Tikibu: pronunciation dictionary with use examples

Word: rhine
IPA transcription: [ɹ'aɪn]
noun meaning of the word
  • Synonyms: Rhine, Rhine_River, Rhein
    Meaning: a major European river carrying more traffic than any other river in the world; flows into the North Sea
  • Synonyms: Rhine, J._B._Rhine, Joseph_Banks_Rhine
    Meaning: United States parapsychologist (1895-1980)
Usage examples
  • She will fight for Switzerland or Luxembourg, or the mouth of the Rhine.
  • But, unluckily, the prisoners were moved next day across the Rhine into Ettlingen. They were not equally fortunate there.
  • He intervened in the nick of time, civilly and obsequiously persuading Mitya not to give away "cigars and Rhine wine," and, above all, money to the peasants as he had done before.
  • The picturesqueness of the chimney stacks and tumble-down walls of the burned-out quarters of the town, stretching out and concealing one another, reminded him of the Rhine and the Colosseum.
  • It will stretch from Lille to Kiel, it will drive extensions along the Rhine valley into Switzerland, and fling an arm along the Moldau to Prague, it will be the industrial capital of the old world.
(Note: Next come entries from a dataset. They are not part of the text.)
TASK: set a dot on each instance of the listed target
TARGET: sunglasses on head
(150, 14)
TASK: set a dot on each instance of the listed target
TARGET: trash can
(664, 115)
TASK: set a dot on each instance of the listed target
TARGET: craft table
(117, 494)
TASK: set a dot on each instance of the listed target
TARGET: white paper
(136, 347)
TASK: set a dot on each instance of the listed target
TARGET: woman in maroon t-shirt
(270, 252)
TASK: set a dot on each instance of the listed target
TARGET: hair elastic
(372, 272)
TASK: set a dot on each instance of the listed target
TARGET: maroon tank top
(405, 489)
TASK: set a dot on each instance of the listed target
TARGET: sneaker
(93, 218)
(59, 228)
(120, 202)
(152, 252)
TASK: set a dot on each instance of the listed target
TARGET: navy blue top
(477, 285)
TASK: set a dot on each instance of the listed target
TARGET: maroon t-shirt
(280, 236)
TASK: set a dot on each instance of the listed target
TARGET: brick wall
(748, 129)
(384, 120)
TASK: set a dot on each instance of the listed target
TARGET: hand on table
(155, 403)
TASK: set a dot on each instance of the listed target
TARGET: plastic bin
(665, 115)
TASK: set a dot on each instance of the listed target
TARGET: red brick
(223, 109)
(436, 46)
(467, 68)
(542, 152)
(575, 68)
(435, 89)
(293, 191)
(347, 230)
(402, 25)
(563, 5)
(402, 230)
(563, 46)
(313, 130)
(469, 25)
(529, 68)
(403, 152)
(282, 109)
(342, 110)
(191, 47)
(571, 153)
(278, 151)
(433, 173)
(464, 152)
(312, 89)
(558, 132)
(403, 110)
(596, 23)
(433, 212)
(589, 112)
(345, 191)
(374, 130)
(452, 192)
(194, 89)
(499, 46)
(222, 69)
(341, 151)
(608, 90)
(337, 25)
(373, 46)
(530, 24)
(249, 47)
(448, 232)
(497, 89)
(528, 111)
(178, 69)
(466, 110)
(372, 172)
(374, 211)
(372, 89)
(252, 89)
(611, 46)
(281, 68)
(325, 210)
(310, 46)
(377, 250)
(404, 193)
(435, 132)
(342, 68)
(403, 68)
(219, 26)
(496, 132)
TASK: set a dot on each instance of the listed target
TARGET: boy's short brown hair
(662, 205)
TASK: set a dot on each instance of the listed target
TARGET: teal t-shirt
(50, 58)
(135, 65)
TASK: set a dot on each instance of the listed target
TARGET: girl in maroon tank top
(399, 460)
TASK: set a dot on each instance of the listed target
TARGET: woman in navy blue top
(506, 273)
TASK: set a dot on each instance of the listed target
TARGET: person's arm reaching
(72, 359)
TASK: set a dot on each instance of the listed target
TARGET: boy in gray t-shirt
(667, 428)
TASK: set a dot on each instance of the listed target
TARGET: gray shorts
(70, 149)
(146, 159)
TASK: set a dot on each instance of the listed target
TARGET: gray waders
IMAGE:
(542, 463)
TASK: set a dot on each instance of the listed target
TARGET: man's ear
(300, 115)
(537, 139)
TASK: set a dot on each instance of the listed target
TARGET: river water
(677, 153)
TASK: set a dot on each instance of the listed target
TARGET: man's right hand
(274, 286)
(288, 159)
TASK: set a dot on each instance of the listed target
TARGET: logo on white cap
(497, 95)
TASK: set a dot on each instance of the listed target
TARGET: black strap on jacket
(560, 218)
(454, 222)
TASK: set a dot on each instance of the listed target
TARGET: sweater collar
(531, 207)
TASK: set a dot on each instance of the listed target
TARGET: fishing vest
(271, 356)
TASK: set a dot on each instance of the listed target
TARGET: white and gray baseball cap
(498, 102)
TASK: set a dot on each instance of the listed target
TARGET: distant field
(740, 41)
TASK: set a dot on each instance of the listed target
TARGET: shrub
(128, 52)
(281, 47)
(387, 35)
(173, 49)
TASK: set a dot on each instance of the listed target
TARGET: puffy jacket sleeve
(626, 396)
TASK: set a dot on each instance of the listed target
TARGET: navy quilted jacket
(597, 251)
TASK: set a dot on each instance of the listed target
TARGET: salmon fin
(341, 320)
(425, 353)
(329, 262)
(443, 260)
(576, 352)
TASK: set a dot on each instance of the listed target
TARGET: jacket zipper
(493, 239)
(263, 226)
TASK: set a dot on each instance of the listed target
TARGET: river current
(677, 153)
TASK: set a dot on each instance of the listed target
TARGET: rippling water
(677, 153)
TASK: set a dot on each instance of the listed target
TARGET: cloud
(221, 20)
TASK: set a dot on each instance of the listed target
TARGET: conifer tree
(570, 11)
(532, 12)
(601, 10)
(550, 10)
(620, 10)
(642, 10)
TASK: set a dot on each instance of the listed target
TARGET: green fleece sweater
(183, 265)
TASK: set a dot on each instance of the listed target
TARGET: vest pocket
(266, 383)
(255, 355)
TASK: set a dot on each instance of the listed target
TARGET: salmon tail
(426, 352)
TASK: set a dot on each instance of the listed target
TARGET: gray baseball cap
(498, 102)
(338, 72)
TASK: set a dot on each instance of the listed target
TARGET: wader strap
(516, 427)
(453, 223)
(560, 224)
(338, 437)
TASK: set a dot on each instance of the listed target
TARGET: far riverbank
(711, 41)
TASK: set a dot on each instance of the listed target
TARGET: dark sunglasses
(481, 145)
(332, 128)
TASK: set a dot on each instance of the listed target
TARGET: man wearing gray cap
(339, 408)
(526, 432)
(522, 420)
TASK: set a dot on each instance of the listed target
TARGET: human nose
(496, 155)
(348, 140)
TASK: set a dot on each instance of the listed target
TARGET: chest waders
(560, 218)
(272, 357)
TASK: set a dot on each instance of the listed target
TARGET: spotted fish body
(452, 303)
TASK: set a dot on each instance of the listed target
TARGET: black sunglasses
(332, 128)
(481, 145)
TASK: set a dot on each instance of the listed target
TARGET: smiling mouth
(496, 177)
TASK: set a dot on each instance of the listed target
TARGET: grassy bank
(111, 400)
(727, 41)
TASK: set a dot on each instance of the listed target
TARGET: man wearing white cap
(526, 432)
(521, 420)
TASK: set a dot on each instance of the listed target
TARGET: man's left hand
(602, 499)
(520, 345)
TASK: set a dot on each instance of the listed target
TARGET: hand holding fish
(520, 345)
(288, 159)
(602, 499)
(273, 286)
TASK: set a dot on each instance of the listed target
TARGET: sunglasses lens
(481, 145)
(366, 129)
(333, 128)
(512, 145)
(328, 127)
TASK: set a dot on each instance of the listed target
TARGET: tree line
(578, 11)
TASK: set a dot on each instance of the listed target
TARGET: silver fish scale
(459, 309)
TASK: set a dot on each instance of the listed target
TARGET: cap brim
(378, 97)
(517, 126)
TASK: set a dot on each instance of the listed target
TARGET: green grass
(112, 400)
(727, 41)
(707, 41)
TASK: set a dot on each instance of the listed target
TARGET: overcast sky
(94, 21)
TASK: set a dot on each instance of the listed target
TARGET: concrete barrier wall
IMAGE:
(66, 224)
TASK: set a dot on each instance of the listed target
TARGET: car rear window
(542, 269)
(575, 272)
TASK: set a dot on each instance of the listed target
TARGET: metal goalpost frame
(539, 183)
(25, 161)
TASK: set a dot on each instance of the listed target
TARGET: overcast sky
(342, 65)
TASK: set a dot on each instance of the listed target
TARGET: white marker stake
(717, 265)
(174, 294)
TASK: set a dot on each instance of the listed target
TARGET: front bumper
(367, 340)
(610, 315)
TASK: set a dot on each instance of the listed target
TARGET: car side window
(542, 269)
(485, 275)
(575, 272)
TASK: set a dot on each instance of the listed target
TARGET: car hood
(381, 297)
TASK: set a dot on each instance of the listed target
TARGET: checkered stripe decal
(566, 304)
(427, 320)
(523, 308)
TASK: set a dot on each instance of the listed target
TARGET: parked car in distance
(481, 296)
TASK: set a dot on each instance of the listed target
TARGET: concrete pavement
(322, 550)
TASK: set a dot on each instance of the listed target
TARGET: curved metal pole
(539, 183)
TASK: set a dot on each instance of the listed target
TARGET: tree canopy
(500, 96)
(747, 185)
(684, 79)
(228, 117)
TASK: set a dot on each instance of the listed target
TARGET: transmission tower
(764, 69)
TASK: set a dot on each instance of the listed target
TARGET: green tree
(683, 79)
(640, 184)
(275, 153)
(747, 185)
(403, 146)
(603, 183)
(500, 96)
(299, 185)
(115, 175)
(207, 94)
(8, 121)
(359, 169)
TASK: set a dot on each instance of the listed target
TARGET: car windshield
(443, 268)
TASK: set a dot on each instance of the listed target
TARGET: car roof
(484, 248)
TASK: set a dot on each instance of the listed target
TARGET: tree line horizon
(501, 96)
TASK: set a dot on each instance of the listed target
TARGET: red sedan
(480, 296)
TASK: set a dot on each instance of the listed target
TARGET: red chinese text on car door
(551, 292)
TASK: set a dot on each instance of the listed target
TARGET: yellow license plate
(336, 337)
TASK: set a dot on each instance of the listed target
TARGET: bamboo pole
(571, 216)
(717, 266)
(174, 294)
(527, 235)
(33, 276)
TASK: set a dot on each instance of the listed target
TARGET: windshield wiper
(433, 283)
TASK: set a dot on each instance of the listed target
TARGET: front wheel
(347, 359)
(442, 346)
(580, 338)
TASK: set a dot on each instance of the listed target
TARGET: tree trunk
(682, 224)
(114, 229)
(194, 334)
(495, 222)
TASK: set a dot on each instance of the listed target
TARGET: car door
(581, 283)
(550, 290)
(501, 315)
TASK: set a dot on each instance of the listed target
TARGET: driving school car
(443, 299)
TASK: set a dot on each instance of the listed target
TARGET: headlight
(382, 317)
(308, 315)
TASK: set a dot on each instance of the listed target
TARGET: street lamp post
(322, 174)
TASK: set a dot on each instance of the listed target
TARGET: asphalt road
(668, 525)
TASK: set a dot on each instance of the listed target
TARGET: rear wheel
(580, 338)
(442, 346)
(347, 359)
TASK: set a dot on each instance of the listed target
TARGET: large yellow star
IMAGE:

  • These two tongues must inevitably come into keen conflict; they will perhaps fight their battle for the linguistic conquest of Europe, and perhaps of the world, in a great urban region that will arise about the Rhine.
  • The Rhine leads you on to the Danube, the Danube to the Black Sea, the Black Sea to Asia; and so, by way of India, China, and Japan, you reach the Pacific and San Francisco; whence one returns quite easily by New York and the White Star Liners.
  • In a case, therefore, where counsel still goes before action, and where, after taking the best advice, that advice is followed by so active an army, what wonder is it that Euphrates on the east, the ocean on the west, the most fertile regions of Libya on the south, and the Danube and the Rhine on the north, are the limits of this empire?
  • Both districts have been mingled in history, yet it is not the Spaniard who has invigorated the Delta of the Rhine and the high country to the south of it, nor the Walloons and the Flemings who have taught the Spaniards; but each of these highly separated peoples resembles the other when it comes to the outward expression of the soul: why, I cannot tell.